Postlexical phonological rules module

Once the words are transcribed in a standard phonemic string including syllable boundaries and lexical stress on the one hand, and the prosody labels for pitch accents and prosodic phrase boundaries are assigned on the other hand, the resulting phonological representation can be re-structured by a number of phonological rules. These rules operate on the basis of phonological context information such as pitch accent, word stress, the phrasal domain or, optionally, requested articulation precision. Segment-based rules can be applied, such as the elision of Schwa in the endings "-en" and "-em", the backward assimilation of articulation place for nasal consonants, and the insertion of glottal stops before vowels of pitch-accented syllables with a free onset. However, with diphone speech such reductions seem to limit the intelligibility, so that they are deactivated by default.

Linguistically maximally rich MaryXML structure

The output of the postlexical phonological rules module gives a rich MaryXML structure, containing all the information added to the structure by all of the preceding modules.

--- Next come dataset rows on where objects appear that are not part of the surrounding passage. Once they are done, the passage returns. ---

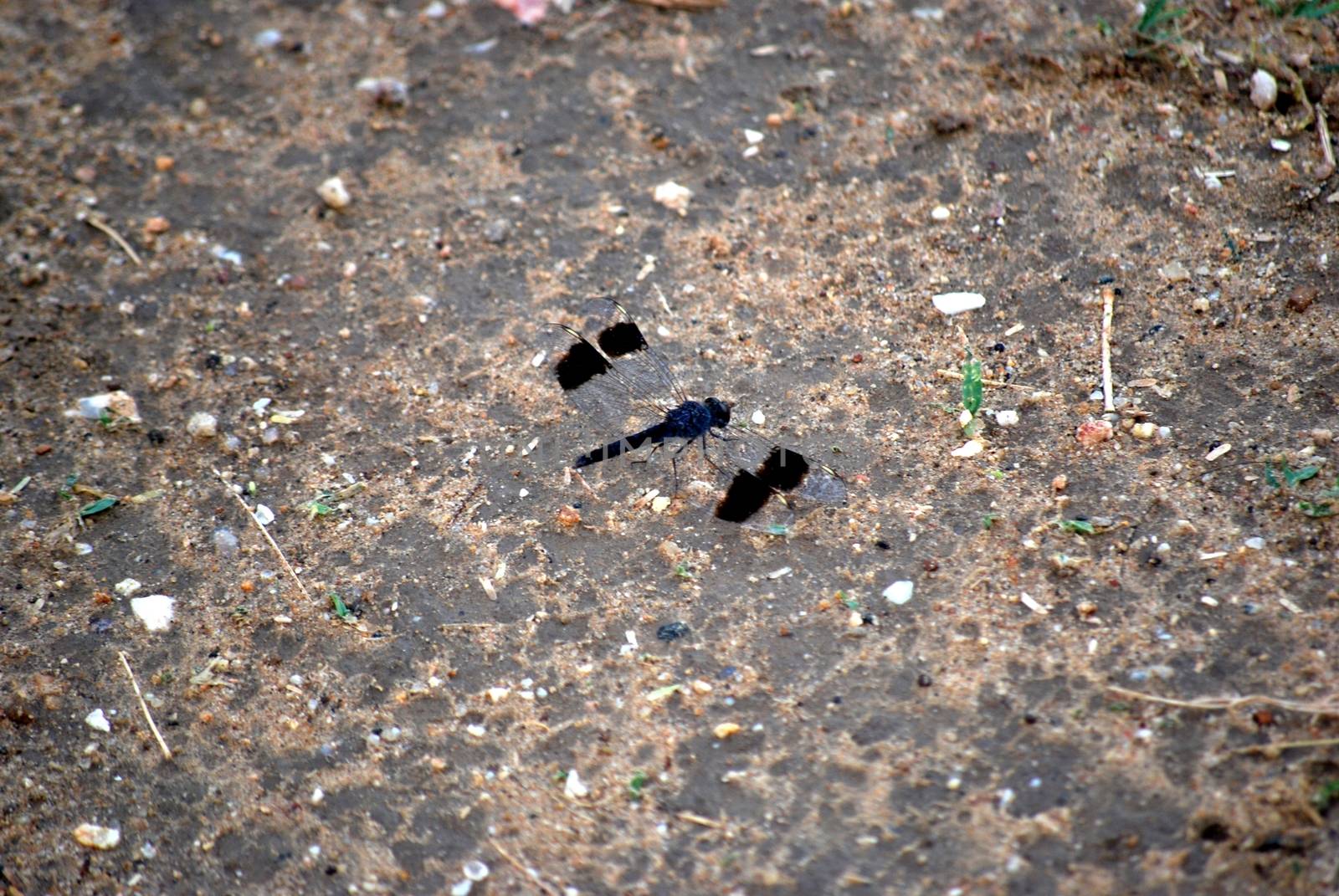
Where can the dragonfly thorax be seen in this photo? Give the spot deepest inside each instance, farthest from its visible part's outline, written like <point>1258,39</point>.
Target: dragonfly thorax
<point>691,419</point>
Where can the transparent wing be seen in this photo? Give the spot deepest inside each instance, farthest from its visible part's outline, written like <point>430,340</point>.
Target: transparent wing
<point>765,474</point>
<point>609,327</point>
<point>608,402</point>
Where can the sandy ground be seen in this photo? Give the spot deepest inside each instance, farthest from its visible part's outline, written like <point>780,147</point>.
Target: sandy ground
<point>489,684</point>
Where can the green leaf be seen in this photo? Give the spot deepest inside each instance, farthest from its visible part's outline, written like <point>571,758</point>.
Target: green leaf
<point>1294,477</point>
<point>97,506</point>
<point>972,385</point>
<point>1326,796</point>
<point>341,610</point>
<point>1271,479</point>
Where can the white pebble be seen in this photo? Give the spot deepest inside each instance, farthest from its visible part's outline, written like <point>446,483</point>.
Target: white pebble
<point>899,592</point>
<point>203,426</point>
<point>98,837</point>
<point>1265,89</point>
<point>334,193</point>
<point>154,611</point>
<point>575,788</point>
<point>968,449</point>
<point>955,303</point>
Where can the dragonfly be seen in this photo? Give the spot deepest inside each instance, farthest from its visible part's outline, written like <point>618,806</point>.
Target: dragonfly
<point>616,379</point>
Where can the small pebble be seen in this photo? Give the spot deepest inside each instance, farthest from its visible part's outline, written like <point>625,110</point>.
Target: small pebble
<point>97,836</point>
<point>955,303</point>
<point>1265,89</point>
<point>154,611</point>
<point>575,788</point>
<point>968,449</point>
<point>334,193</point>
<point>225,543</point>
<point>203,426</point>
<point>673,196</point>
<point>1175,272</point>
<point>385,91</point>
<point>1093,433</point>
<point>899,592</point>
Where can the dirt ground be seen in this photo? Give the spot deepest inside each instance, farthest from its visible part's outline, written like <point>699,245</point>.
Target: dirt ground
<point>489,684</point>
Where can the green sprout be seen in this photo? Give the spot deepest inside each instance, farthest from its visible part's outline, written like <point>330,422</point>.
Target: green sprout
<point>97,506</point>
<point>1156,19</point>
<point>341,608</point>
<point>636,784</point>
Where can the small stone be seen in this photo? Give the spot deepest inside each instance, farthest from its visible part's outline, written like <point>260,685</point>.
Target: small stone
<point>154,611</point>
<point>575,788</point>
<point>118,403</point>
<point>968,449</point>
<point>97,836</point>
<point>1265,89</point>
<point>225,543</point>
<point>334,193</point>
<point>1175,272</point>
<point>385,91</point>
<point>673,196</point>
<point>203,426</point>
<point>1093,433</point>
<point>955,303</point>
<point>900,592</point>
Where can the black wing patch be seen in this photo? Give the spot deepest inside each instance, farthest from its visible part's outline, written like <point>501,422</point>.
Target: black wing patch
<point>782,470</point>
<point>579,366</point>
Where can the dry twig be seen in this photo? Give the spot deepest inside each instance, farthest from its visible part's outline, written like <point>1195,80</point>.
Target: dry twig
<point>1329,706</point>
<point>1108,309</point>
<point>265,532</point>
<point>529,873</point>
<point>144,706</point>
<point>100,223</point>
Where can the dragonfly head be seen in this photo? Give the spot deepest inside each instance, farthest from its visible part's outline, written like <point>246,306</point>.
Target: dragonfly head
<point>720,412</point>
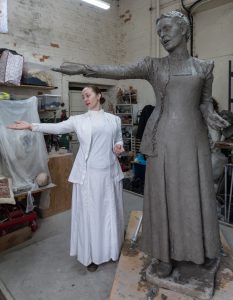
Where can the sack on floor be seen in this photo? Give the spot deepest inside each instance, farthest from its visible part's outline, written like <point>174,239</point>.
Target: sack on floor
<point>11,67</point>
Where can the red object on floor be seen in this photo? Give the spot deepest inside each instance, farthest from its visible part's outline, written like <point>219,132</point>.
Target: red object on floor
<point>13,216</point>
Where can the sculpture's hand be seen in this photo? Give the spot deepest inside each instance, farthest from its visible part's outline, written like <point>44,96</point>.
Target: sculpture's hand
<point>70,69</point>
<point>20,125</point>
<point>216,122</point>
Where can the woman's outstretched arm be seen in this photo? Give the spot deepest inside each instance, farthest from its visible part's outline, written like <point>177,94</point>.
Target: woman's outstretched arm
<point>52,128</point>
<point>139,70</point>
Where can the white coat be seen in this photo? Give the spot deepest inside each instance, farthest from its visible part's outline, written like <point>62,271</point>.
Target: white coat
<point>81,125</point>
<point>97,225</point>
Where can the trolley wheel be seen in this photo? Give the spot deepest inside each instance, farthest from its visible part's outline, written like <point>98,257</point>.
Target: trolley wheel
<point>34,225</point>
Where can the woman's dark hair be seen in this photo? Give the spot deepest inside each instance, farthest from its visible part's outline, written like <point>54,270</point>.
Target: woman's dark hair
<point>97,91</point>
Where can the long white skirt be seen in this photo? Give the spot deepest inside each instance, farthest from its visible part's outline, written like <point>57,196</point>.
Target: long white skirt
<point>97,224</point>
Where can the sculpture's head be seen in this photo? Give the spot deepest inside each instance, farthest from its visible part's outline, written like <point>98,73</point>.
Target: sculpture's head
<point>173,29</point>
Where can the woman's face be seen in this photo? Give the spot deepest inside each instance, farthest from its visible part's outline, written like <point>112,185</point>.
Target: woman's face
<point>171,33</point>
<point>91,99</point>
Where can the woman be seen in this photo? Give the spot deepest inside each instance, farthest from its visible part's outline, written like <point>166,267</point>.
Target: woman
<point>97,225</point>
<point>179,214</point>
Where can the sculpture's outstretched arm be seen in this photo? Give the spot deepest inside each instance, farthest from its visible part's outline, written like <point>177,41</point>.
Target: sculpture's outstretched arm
<point>213,120</point>
<point>139,70</point>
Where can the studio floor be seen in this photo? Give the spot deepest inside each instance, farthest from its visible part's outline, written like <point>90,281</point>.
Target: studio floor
<point>41,268</point>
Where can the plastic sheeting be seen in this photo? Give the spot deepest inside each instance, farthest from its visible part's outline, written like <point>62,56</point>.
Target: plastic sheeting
<point>23,153</point>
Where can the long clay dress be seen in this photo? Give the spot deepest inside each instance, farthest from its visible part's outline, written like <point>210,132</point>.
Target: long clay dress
<point>179,214</point>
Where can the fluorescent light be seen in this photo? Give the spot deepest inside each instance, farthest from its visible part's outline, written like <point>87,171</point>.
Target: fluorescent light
<point>98,3</point>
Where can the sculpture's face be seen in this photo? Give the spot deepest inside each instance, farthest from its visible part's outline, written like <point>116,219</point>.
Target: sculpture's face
<point>91,99</point>
<point>171,33</point>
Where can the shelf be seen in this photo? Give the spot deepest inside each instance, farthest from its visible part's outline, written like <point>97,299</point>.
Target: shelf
<point>124,114</point>
<point>28,86</point>
<point>124,104</point>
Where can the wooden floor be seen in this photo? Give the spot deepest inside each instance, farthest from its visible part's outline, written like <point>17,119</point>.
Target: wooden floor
<point>129,283</point>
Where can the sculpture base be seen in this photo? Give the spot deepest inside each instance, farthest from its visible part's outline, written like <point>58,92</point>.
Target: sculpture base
<point>187,278</point>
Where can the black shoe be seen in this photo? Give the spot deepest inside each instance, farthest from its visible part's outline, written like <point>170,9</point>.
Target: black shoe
<point>92,267</point>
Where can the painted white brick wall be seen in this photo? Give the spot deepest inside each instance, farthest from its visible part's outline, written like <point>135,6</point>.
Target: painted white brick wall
<point>212,39</point>
<point>51,32</point>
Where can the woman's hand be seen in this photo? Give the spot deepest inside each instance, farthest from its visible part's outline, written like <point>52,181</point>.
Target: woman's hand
<point>20,125</point>
<point>118,149</point>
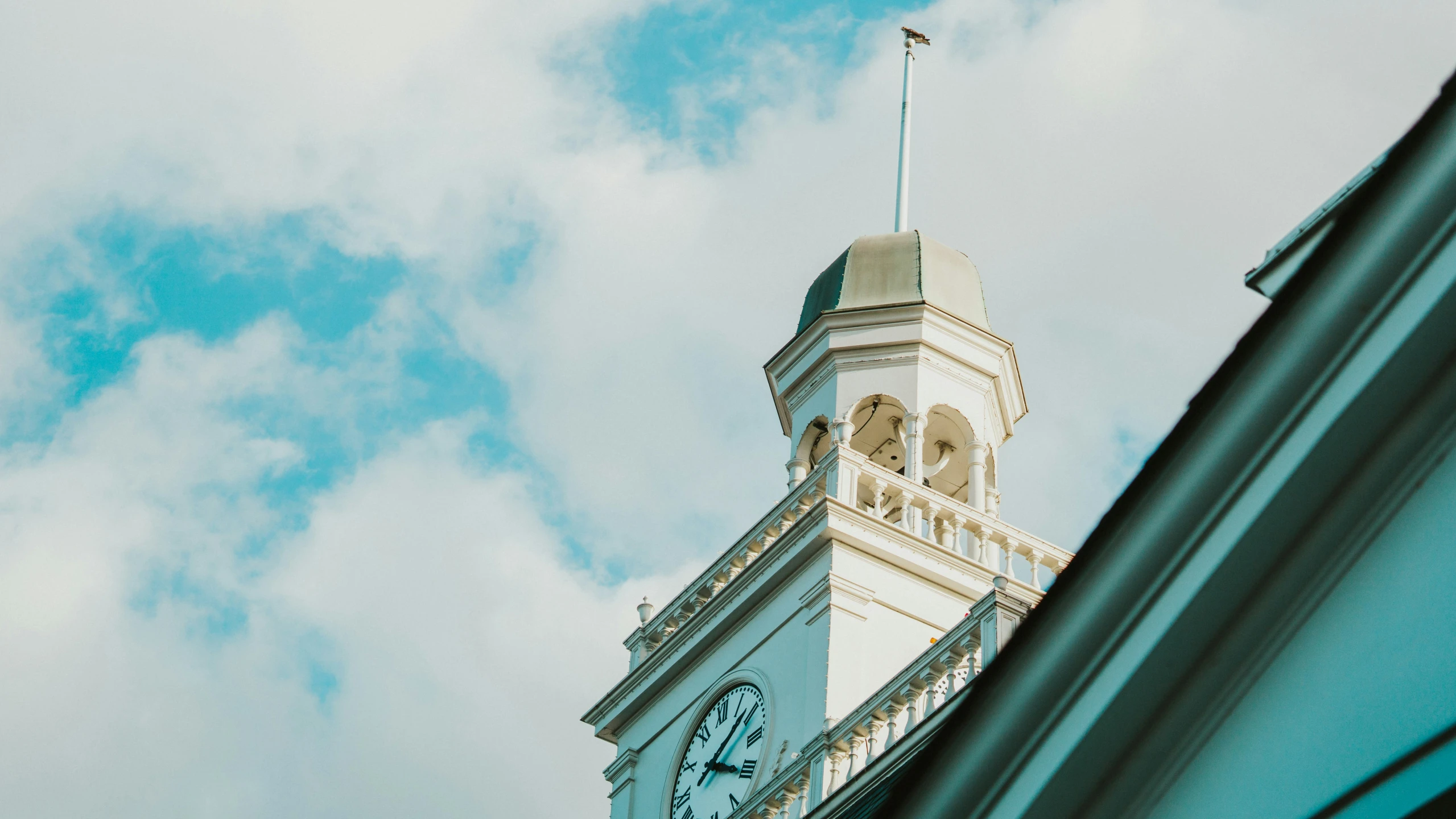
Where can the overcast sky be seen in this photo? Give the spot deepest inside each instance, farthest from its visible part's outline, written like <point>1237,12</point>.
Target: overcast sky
<point>361,364</point>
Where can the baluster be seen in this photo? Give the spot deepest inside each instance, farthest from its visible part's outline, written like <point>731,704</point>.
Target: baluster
<point>912,697</point>
<point>788,795</point>
<point>835,758</point>
<point>1036,562</point>
<point>989,556</point>
<point>870,741</point>
<point>933,680</point>
<point>1009,549</point>
<point>960,672</point>
<point>855,744</point>
<point>952,534</point>
<point>893,710</point>
<point>910,514</point>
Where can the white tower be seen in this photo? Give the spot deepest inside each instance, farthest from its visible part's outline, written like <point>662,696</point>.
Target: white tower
<point>835,630</point>
<point>838,624</point>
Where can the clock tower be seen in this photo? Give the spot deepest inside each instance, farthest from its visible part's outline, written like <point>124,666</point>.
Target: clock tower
<point>838,627</point>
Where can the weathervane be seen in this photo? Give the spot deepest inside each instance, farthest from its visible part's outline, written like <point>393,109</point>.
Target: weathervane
<point>903,185</point>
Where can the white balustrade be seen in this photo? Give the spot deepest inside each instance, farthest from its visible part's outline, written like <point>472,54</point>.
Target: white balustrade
<point>733,562</point>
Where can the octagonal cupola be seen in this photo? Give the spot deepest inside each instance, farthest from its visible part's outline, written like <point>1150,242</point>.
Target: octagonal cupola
<point>894,353</point>
<point>897,268</point>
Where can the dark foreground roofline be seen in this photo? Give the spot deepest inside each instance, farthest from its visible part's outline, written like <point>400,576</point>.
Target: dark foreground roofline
<point>1037,693</point>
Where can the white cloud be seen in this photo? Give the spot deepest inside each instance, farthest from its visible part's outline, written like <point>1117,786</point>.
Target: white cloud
<point>1111,165</point>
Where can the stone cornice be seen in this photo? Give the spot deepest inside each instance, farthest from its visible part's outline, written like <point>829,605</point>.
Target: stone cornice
<point>721,611</point>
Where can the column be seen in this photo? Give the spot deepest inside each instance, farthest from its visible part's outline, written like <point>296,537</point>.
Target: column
<point>976,485</point>
<point>843,479</point>
<point>804,792</point>
<point>915,447</point>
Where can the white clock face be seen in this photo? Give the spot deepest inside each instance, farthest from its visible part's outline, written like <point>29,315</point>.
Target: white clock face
<point>723,757</point>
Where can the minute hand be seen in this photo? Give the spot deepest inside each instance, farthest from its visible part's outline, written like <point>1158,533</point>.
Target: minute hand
<point>711,763</point>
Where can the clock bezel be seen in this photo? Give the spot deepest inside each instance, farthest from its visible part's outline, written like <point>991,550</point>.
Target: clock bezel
<point>701,710</point>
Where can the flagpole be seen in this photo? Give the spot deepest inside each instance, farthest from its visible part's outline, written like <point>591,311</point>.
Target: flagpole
<point>903,184</point>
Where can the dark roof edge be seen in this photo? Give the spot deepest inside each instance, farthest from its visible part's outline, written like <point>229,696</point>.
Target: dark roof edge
<point>1285,259</point>
<point>1230,421</point>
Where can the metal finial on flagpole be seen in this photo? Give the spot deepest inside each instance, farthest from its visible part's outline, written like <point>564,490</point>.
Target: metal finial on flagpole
<point>903,184</point>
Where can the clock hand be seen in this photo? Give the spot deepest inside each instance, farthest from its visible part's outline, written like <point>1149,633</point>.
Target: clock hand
<point>714,761</point>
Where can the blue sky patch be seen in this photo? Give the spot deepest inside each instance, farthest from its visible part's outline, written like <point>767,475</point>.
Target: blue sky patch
<point>694,71</point>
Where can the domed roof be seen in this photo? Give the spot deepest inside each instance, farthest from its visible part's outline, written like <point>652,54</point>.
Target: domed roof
<point>897,268</point>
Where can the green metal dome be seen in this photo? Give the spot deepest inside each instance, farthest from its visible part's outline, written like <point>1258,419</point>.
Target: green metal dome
<point>897,268</point>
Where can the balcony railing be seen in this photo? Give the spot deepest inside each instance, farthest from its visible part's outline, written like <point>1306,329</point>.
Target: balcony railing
<point>695,595</point>
<point>853,479</point>
<point>941,520</point>
<point>887,718</point>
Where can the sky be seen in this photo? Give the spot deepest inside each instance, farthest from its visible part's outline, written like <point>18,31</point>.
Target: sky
<point>363,364</point>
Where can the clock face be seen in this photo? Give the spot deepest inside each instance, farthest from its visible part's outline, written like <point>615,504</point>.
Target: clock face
<point>721,757</point>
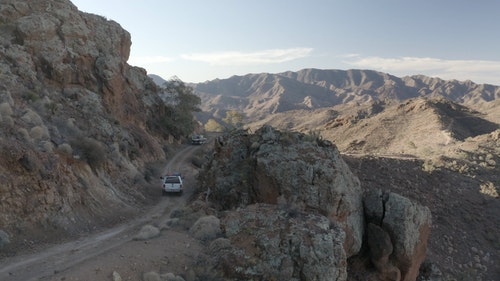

Calculation of acoustic parameters module

This module performs the translation from the symbolic to the physical domain. The MaryXML structure is interpreted by duration rules and GToBI realisation rules. The duration rules are a version of the Klatt rules adapted for German, by fitting the rule parameters to data from the Kiel Corpus.

The realisation of GToBI tones uses a set of target points for each tone symbol. These targets are positioned, on the time axis, relative to the nucleus of the syllable they are attached to; on the frequency axis, they are positioned relative to a descending pair of topline and baseline representing the highest and lowest possible frequency at a given moment. The fact that these lines are descending accounts for declination effects, i.e. overall F0 level is higher at the beginning of a phrase than close to the end. As an example, the GToBI accent "L+H*", associated with the syllable ['fUn] of the sequence [g@-'fUn-d@n] ("found") is realised as a target on the baseline at the start of the Schwa of [g@], followed by a target on the topline in the middle of the [U] in ['fUn]. Obviously, the actual frequency values of the topline and baseline need to be set appropriately for the voice to be used during synthesis, in particular according to the sex of the speaker.

Phone segment and acoustic parameter list: MBROLA input

The output produced by the calculation of acoustic parameters module is a maximal MaryXML structure, which can be used e.g. to derive timing information for synchronizing speech with taking heads and embodied conversational agents.
The structure can also be reduced to more simple synthesizer input, e.g. a list containing the individual segments with their durations as well as F0 targets, a format compatible with the MBROLA .pho input files.

Synthesis module

Among others, MBROLA is used for synthesising the utterance based on the output of the preceding module. Several diphone sets for a number of male and female voices can be used.
MARY also contains basic unit selection code, based on the cluster unit selection code taken from FreeTTS.

Sound output

Several audio formats can be generated, including 16 bit wav, aiff, au, and mp3.